Non-alcoholic beers (NABs), while still a tiny segment, are outpacing the overall beer market. According to Impact Databank, off-premise sales of de-alcoholized beer jumped 24% last year to $237 million. Craft NABs—of which Athletic holds a
47% share—are behind much of the growth, surging some 300% in 2021, says Shufelt. “Generational and health and wellness trends are driving the category’s rebound,” he notes, adding that e-commerce and “the information now available at people’s fingertips” is also playing a role.

Athletic Brewing produced some 48 different beers in 2021, all packaged in 6-packs of 12-ounce cans ($11), across a range of styles. At press time, a pilot run of draft beer was expected to begin this month. Run Wild IPA, which has received several accolades, has emerged as the company’s top seller. Shufelt is particularly excited about Athletic Lite, which launched this spring. With just 26 calories a serving, compared to 65 calories for Run Wild, he says the new brand has “every bit of the flavor of a typical light beer but with a quarter of the calories.”

In keeping with its creative approach to sales, Athletic also abstains from traditional beer marketing practices. Marketing efforts lean toward grassroots programs, such as distributing sample beers to race participants. Last year, the company hosted a pop-up bar in Austin, Texas that was “half gym, half bar,” and featured workout sessions and beers. “We’re going to do things like that more often,” Shufelt notes. But it’s the company’s “Two for the Trails” program, which donates 2% of the sale of every beer to restoring trails and park cleanups around the country, of which Shufelt is most proud. Noting that Athletic donated more than $1 million to restoration efforts across 35 states last year, he says the program “is part of our core values.”

The non-alcoholic status of Athletic’s products provides the company with the opportunity to market the brands in an array of accounts, and Shufelt and his team are taking full advantage. Beyond traditional accounts, he sees potential in venues like gyms, delis, pizza parlors, coffee houses, movie theaters, national parks, and even offices. And expanded on-premise placement offers even more opportunity, the marketer says, pointing to the potential to attract customers to bars and restaurants for “drinking occasions on weeknights.” Indeed, the company is making quick progress on-premise post Covid-19, with sales currently accounting for 10% of the company’s business. “Our on-premise business is explod- ing,” Shufelt says. “Buffalo Wild Wings is making a big bet.” The chain is planning to carry Athletic products at all locations by the middle of the year, he adds.
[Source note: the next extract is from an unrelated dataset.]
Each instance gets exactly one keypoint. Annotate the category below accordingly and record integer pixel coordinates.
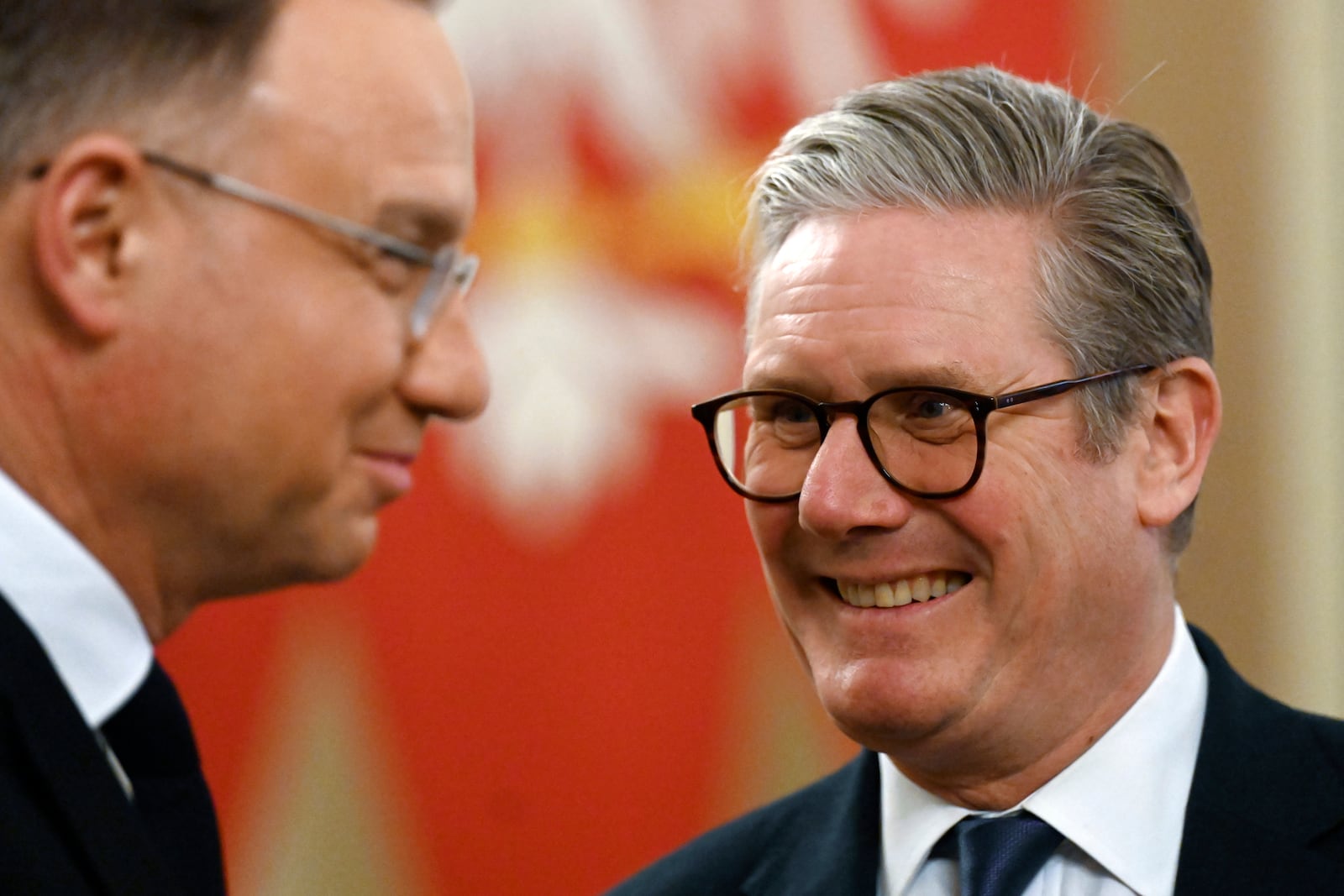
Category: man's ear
(1180, 421)
(84, 215)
With NABs accounting for only about 1% of the beer market, Shufelt sees nothing but blue sky for the category. “It’s still so small relative to its potential and occasions,” he says. “I wouldn’t be surprised to see it grow to 10%-20% of the beer category over the next ten years.” And that’s likely to be incremental volume, he maintains, as NABs will help the industry add occasions. “Beer hasn’t had an occasion driver like this in years,” Shufelt notes. “Today’s non-alcoholic brews provide the potential for the beer category to grow.”